Fabrizio scopre che gli piace arrampicare. Come ogni climber, se ne sta lassù a sudare, perdendo energie anche solo “riposando” mentre cerca di capire come continuare a salire. Si ripetono i consigli di ogni volta (quelli che poi, se non c’è qualcuno a darteli da terra, fai da te): sposta il peso, alzati un po’, prova a vedere se la scarpetta tiene, non tirarti su a braccia, riposati e guardati intorno, tieni sempre tre punti di contatto con la roccia, fidati dei piedi, respira! È tutto ciò che pensi e fai, lassù, svuotato da altri pensieri perché nella tua testa altro non troverebbe spazio.
Da quel giorno arrampicheremo spesso insieme. È un modo di passare il tempo insieme all’aperto non solo piacevole: tra una via da tirare, una chiacchiera, qualche soluzione e manovre nuove da imparare, tra compagni di cordata prende silenziosamente forma un legame che è basato sulla fiducia incondizionata nell’altro, che si rinnova ogni volta che dai corda nel modo giusto, ad ogni “Blocca!” tempestivamente assecondato, ad ogni miglioramento condiviso… Ovviamente, nel giro di un anno Fabrizio ha iniziato a tirare i “6a”. Io continuo come sempre a cagarmi sotto per tirare un “5b” sovrastimato. Ma non chiedo altro. Mi basta poter fare questa cosa priva di utilità al mio meglio, e soprattutto farla con un buon amico.

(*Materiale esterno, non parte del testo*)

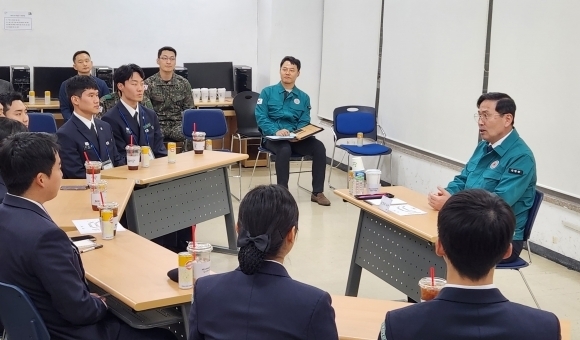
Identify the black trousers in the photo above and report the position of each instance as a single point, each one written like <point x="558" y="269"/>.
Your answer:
<point x="307" y="147"/>
<point x="517" y="247"/>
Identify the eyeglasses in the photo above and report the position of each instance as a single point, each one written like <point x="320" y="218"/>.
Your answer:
<point x="484" y="116"/>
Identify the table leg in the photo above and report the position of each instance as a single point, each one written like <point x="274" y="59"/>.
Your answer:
<point x="355" y="271"/>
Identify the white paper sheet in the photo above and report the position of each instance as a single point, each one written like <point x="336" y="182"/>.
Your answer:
<point x="406" y="210"/>
<point x="92" y="226"/>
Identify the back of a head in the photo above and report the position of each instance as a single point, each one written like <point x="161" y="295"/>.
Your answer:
<point x="76" y="85"/>
<point x="475" y="228"/>
<point x="24" y="155"/>
<point x="8" y="127"/>
<point x="266" y="216"/>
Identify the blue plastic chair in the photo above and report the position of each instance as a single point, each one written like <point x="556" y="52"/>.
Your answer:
<point x="41" y="122"/>
<point x="19" y="315"/>
<point x="350" y="120"/>
<point x="213" y="123"/>
<point x="521" y="263"/>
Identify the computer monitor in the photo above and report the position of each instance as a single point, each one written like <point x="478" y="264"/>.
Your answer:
<point x="5" y="73"/>
<point x="218" y="74"/>
<point x="49" y="79"/>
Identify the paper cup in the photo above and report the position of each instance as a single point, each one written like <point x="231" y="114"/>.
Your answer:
<point x="373" y="180"/>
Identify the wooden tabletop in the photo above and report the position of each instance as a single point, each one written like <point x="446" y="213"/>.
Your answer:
<point x="134" y="270"/>
<point x="361" y="319"/>
<point x="39" y="104"/>
<point x="424" y="226"/>
<point x="71" y="205"/>
<point x="187" y="163"/>
<point x="227" y="102"/>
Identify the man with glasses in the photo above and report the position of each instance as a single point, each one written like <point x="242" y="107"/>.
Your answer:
<point x="170" y="95"/>
<point x="502" y="163"/>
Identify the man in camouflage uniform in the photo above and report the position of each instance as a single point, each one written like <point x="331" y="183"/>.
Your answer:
<point x="170" y="94"/>
<point x="108" y="101"/>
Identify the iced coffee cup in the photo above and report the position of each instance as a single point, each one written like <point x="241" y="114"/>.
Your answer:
<point x="133" y="156"/>
<point x="93" y="171"/>
<point x="429" y="290"/>
<point x="198" y="141"/>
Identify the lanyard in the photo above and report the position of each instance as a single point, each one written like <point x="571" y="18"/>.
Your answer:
<point x="131" y="131"/>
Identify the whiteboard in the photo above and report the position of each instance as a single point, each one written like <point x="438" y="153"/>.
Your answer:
<point x="118" y="32"/>
<point x="432" y="74"/>
<point x="350" y="54"/>
<point x="535" y="58"/>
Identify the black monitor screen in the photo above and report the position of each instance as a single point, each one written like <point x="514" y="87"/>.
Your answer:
<point x="49" y="79"/>
<point x="211" y="75"/>
<point x="5" y="73"/>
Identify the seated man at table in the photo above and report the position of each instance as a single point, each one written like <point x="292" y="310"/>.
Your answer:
<point x="8" y="127"/>
<point x="502" y="163"/>
<point x="14" y="108"/>
<point x="83" y="64"/>
<point x="37" y="255"/>
<point x="131" y="122"/>
<point x="282" y="109"/>
<point x="82" y="136"/>
<point x="475" y="229"/>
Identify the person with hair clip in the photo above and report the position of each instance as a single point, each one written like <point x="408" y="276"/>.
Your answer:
<point x="259" y="300"/>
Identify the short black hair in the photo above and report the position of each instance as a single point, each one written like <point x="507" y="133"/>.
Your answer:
<point x="24" y="155"/>
<point x="504" y="103"/>
<point x="475" y="228"/>
<point x="76" y="85"/>
<point x="292" y="61"/>
<point x="8" y="127"/>
<point x="80" y="52"/>
<point x="7" y="99"/>
<point x="265" y="210"/>
<point x="166" y="48"/>
<point x="125" y="72"/>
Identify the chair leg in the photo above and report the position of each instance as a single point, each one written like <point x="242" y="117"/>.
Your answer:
<point x="526" y="282"/>
<point x="330" y="169"/>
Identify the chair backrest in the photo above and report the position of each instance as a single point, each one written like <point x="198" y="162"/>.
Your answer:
<point x="41" y="122"/>
<point x="19" y="316"/>
<point x="245" y="107"/>
<point x="352" y="119"/>
<point x="210" y="121"/>
<point x="538" y="198"/>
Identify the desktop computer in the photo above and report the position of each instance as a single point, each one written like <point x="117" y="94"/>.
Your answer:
<point x="20" y="75"/>
<point x="104" y="73"/>
<point x="242" y="79"/>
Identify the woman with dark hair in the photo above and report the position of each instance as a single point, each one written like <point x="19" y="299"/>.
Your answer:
<point x="259" y="300"/>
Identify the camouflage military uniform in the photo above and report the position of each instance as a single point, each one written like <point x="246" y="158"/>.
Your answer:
<point x="170" y="99"/>
<point x="111" y="99"/>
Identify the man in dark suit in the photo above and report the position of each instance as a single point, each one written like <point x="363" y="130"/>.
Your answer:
<point x="475" y="230"/>
<point x="37" y="255"/>
<point x="8" y="127"/>
<point x="82" y="134"/>
<point x="129" y="118"/>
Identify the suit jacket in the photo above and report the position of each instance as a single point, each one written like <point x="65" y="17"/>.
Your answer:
<point x="266" y="305"/>
<point x="33" y="249"/>
<point x="3" y="189"/>
<point x="147" y="133"/>
<point x="72" y="137"/>
<point x="464" y="314"/>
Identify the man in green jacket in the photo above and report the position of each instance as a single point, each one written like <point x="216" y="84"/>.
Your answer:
<point x="502" y="163"/>
<point x="282" y="109"/>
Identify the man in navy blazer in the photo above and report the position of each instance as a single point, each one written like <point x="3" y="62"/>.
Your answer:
<point x="128" y="118"/>
<point x="37" y="255"/>
<point x="83" y="134"/>
<point x="475" y="229"/>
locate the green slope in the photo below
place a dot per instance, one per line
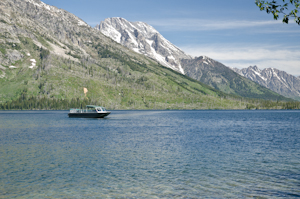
(70, 57)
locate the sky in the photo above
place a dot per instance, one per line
(233, 32)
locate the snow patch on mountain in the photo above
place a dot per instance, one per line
(274, 79)
(144, 39)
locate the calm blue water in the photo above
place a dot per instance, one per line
(150, 154)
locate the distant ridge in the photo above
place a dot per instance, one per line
(274, 79)
(144, 39)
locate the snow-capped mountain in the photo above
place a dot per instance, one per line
(274, 79)
(143, 39)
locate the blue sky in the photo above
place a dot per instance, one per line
(234, 32)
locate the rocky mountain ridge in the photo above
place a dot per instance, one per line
(143, 39)
(48, 55)
(274, 79)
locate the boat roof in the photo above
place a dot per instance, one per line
(94, 106)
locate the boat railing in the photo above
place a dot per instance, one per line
(82, 111)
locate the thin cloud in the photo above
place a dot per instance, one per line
(207, 25)
(241, 57)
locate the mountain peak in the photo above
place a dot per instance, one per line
(144, 39)
(274, 79)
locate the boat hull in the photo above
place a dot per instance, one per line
(88, 115)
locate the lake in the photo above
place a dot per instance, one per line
(150, 154)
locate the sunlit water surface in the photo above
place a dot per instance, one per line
(150, 154)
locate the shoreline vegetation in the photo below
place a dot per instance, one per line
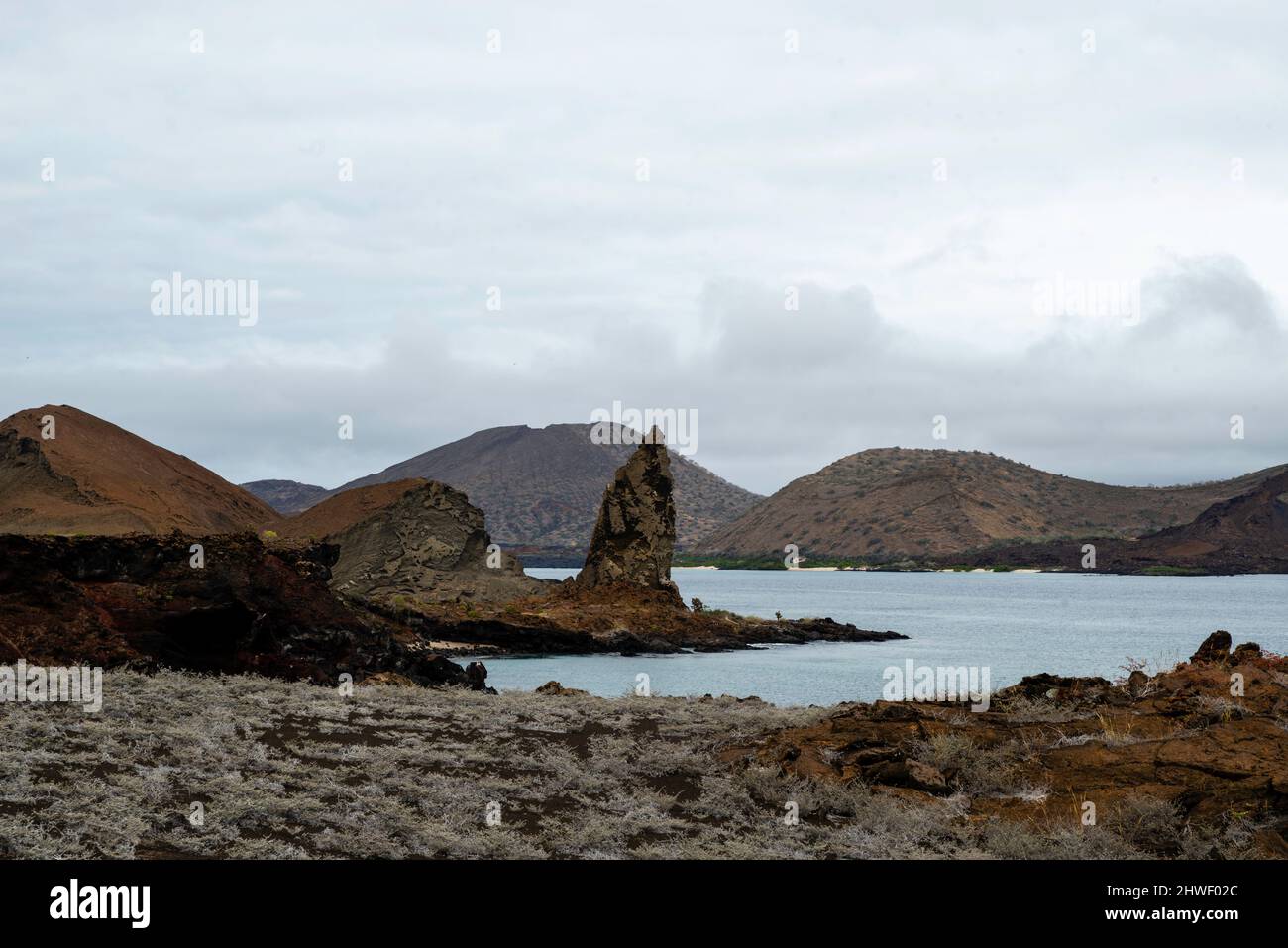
(859, 565)
(1167, 766)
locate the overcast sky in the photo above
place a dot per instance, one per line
(644, 183)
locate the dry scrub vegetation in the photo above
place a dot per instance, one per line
(294, 771)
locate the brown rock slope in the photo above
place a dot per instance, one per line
(140, 601)
(540, 487)
(1168, 749)
(1243, 535)
(892, 502)
(93, 476)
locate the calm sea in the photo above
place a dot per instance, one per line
(1014, 623)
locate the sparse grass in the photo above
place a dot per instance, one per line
(294, 771)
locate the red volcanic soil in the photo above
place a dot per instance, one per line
(95, 478)
(346, 509)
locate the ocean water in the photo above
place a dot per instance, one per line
(1013, 623)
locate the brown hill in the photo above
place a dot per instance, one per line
(93, 476)
(541, 487)
(287, 497)
(1243, 535)
(892, 502)
(342, 510)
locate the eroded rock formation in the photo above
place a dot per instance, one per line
(426, 545)
(635, 532)
(146, 601)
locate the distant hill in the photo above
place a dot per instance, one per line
(343, 509)
(890, 502)
(287, 496)
(541, 487)
(1247, 533)
(93, 476)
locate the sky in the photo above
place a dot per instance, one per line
(814, 228)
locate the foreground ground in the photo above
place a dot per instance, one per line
(299, 771)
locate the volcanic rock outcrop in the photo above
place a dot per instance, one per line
(1186, 740)
(635, 532)
(231, 605)
(425, 545)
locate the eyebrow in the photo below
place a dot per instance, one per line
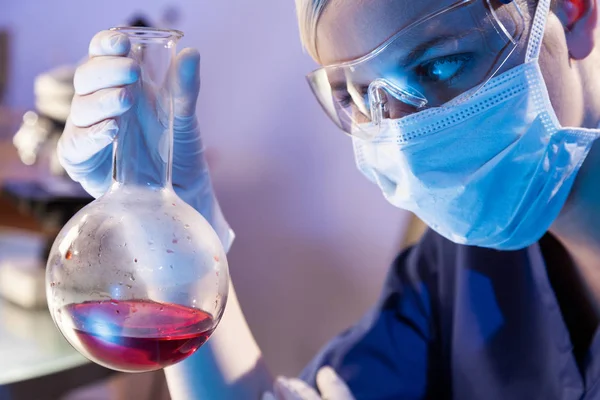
(416, 53)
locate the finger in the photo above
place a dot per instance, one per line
(294, 389)
(186, 85)
(105, 72)
(109, 43)
(268, 396)
(79, 145)
(103, 104)
(331, 386)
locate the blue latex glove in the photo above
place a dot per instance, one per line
(331, 386)
(103, 93)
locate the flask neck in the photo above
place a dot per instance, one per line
(143, 151)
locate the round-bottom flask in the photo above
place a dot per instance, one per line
(138, 279)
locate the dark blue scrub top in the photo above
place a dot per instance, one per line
(459, 322)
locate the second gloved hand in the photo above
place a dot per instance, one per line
(103, 93)
(331, 386)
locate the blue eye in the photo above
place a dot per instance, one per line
(443, 69)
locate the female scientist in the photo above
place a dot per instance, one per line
(480, 117)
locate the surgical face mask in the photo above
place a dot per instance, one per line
(491, 168)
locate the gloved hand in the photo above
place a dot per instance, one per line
(329, 383)
(102, 94)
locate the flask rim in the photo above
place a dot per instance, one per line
(149, 33)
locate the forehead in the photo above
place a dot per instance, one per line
(349, 29)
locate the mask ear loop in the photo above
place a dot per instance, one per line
(537, 30)
(378, 100)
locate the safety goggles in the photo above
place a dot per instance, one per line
(446, 55)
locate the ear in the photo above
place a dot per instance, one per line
(579, 18)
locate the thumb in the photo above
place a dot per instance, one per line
(186, 83)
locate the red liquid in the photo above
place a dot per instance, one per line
(138, 335)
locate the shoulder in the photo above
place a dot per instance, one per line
(388, 350)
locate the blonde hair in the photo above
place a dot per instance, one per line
(309, 12)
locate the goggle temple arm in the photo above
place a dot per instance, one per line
(378, 99)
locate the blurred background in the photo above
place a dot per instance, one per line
(314, 238)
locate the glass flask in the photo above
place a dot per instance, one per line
(138, 279)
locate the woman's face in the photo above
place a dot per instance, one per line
(349, 29)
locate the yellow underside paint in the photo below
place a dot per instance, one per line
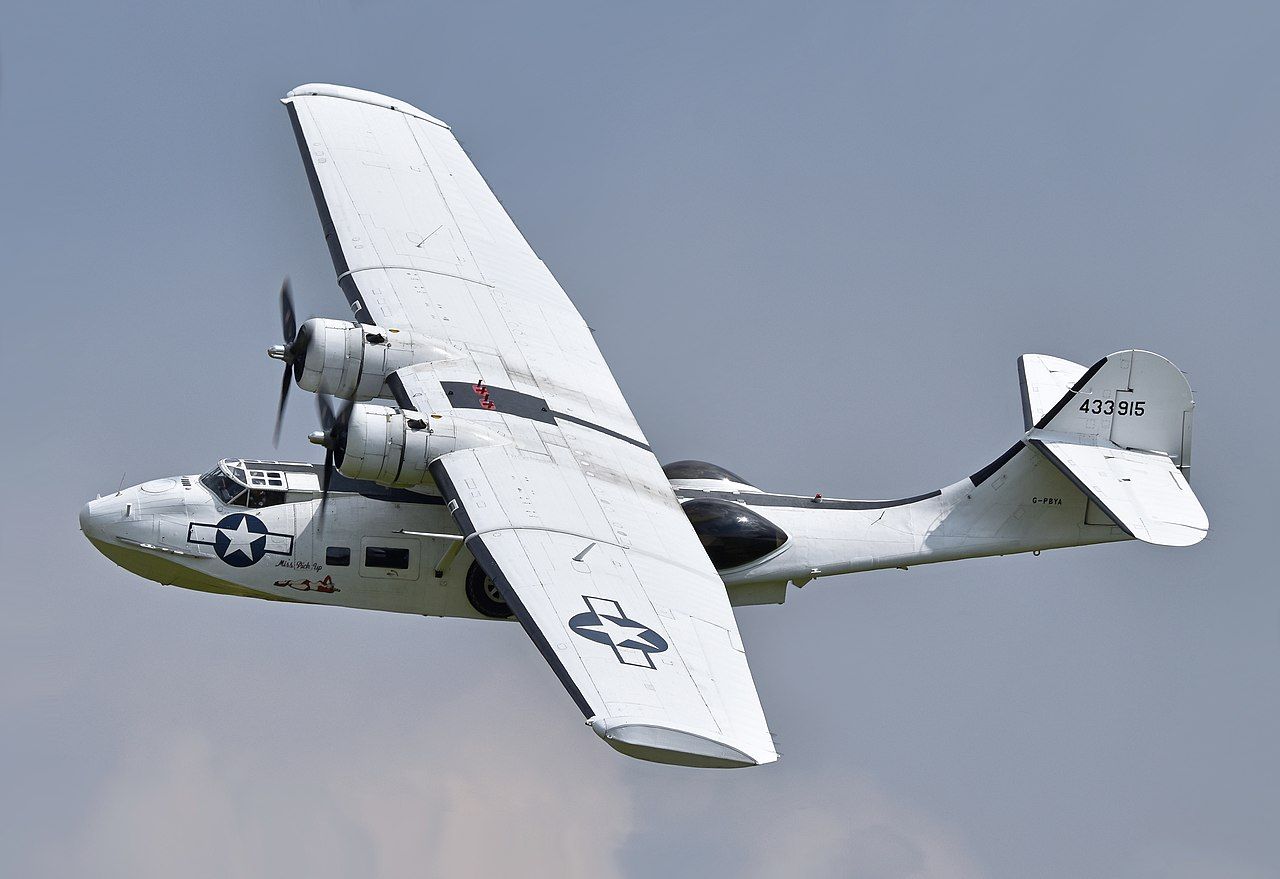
(172, 573)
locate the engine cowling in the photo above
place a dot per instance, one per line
(353, 361)
(393, 447)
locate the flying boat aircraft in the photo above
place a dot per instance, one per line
(480, 462)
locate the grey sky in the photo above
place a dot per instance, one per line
(813, 242)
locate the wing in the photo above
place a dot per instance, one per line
(570, 513)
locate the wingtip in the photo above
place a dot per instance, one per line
(645, 740)
(361, 96)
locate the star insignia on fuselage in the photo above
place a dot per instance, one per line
(241, 539)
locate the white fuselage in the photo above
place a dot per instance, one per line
(400, 550)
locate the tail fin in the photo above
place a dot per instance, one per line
(1123, 434)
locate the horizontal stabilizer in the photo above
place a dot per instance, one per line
(1045, 381)
(1144, 493)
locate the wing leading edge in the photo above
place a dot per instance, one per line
(567, 508)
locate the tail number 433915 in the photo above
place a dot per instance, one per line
(1111, 407)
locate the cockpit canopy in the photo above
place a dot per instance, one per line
(731, 534)
(256, 484)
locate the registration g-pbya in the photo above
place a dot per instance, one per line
(480, 462)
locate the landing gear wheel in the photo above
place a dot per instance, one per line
(483, 594)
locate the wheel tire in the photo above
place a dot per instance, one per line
(483, 594)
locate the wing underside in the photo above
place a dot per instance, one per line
(565, 507)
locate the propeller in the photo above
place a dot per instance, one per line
(333, 438)
(293, 351)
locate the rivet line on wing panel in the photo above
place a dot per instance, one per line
(429, 271)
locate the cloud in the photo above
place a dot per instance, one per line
(855, 829)
(388, 805)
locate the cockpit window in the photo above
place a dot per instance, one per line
(259, 498)
(220, 485)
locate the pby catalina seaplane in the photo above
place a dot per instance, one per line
(503, 475)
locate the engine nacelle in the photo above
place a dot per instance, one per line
(394, 448)
(352, 361)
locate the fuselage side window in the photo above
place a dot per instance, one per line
(387, 557)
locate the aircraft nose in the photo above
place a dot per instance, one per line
(91, 520)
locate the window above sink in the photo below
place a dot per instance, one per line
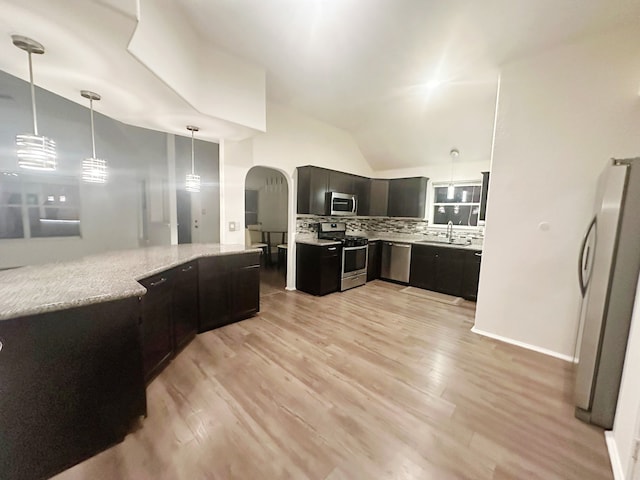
(463, 209)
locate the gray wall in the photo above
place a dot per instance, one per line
(111, 214)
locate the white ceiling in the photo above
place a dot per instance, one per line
(358, 64)
(361, 64)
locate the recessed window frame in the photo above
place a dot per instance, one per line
(435, 204)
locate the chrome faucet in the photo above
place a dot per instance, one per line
(450, 231)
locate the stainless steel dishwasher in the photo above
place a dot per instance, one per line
(396, 261)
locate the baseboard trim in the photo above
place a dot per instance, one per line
(614, 456)
(528, 346)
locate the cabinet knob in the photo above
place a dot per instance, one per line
(159, 282)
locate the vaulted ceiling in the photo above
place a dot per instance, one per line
(363, 65)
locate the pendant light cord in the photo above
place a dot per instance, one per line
(192, 155)
(93, 135)
(33, 96)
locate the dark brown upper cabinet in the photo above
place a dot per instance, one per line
(378, 197)
(313, 184)
(398, 197)
(407, 197)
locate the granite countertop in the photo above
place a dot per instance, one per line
(94, 279)
(311, 239)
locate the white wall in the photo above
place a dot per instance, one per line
(562, 114)
(292, 139)
(625, 428)
(206, 203)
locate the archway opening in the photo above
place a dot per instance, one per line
(266, 225)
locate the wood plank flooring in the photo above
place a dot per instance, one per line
(366, 384)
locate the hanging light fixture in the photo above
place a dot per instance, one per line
(94, 170)
(451, 191)
(192, 183)
(34, 151)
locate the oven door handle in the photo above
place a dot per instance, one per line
(355, 248)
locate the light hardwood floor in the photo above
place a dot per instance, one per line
(370, 383)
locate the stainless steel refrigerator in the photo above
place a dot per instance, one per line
(608, 274)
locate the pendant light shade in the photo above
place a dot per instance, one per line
(192, 183)
(35, 152)
(94, 170)
(451, 190)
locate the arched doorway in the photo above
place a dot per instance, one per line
(266, 224)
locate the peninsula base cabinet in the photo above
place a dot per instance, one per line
(156, 323)
(71, 385)
(454, 271)
(229, 289)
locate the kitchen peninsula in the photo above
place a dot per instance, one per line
(79, 340)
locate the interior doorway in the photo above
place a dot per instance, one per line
(266, 222)
(183, 204)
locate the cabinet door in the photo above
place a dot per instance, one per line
(245, 291)
(407, 197)
(450, 270)
(213, 292)
(157, 329)
(424, 267)
(318, 187)
(378, 197)
(313, 184)
(341, 182)
(185, 304)
(71, 386)
(471, 275)
(373, 267)
(362, 188)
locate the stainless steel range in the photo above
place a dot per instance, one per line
(355, 253)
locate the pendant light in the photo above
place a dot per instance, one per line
(451, 191)
(192, 183)
(35, 151)
(94, 170)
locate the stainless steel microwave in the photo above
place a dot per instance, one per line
(341, 203)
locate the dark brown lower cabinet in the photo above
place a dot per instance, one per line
(184, 311)
(374, 260)
(318, 268)
(157, 325)
(71, 385)
(454, 271)
(229, 289)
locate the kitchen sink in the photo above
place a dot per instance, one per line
(444, 241)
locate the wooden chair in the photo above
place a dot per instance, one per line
(253, 241)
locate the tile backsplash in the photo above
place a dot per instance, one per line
(307, 224)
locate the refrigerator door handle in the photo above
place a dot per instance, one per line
(585, 250)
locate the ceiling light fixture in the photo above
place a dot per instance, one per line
(35, 152)
(454, 153)
(94, 170)
(192, 183)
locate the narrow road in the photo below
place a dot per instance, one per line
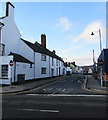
(62, 99)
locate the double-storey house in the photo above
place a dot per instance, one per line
(21, 60)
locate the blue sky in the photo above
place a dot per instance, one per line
(67, 25)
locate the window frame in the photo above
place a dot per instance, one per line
(4, 71)
(43, 57)
(42, 70)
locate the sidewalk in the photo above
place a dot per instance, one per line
(27, 85)
(94, 84)
(90, 84)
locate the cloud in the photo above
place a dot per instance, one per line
(64, 23)
(86, 34)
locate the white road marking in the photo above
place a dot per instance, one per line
(36, 110)
(63, 89)
(63, 95)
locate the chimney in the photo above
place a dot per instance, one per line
(43, 40)
(10, 10)
(54, 51)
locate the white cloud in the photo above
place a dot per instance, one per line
(86, 34)
(64, 23)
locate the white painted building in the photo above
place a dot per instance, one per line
(30, 60)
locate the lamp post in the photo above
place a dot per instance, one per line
(100, 52)
(1, 25)
(99, 39)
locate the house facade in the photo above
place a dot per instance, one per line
(102, 66)
(29, 60)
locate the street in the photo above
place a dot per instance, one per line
(63, 99)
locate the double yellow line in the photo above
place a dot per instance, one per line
(25, 91)
(91, 89)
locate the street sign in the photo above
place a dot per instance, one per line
(11, 63)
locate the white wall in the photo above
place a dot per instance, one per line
(26, 51)
(4, 60)
(39, 64)
(24, 68)
(10, 33)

Diversi mesi e molte arrampicate dopo, Fabrizio stava per rilevare tutte le quote del Shasa, e pronunciò una frase che mi è rimasta scolpita in testa come le tacche di Badolo: “Tu mi hai fatto scoprire quanto è bello arrampicare! Il minimo che possa fare per ringraziarti, è portarti un po’ in barca”.
Da quel giorno arrampichiamo molto meno, e io ho iniziato a chiamare cime le corde, testa d’albero le cime, e panna le soste.
L’unico rimpianto: La Corda Più Bella Del Mondo, che non c’è più (qui ci univa a Fosso).
Buon 25 aprile!
Una differenza abissale divide il mare e la montagna (Lapalisse…).
E un’identica, estrema cura/attenzione, generata dall’umiltà di chi sa qual è il suo posto, accomuna chi si dedica all’uno come all’altra; farsene reciproco e prezioso dono mi pare il massimo.
Provai arrampicata e vela, la prima mi piacque assai, la seconda meno, credo fosse il mio individualismo, oltre alle craniate sul boma.
Io invece ho preso più craniate in parete (non sul boma) che in barca. Ma il giorno che la prendo in barca, la sentirai fin lì!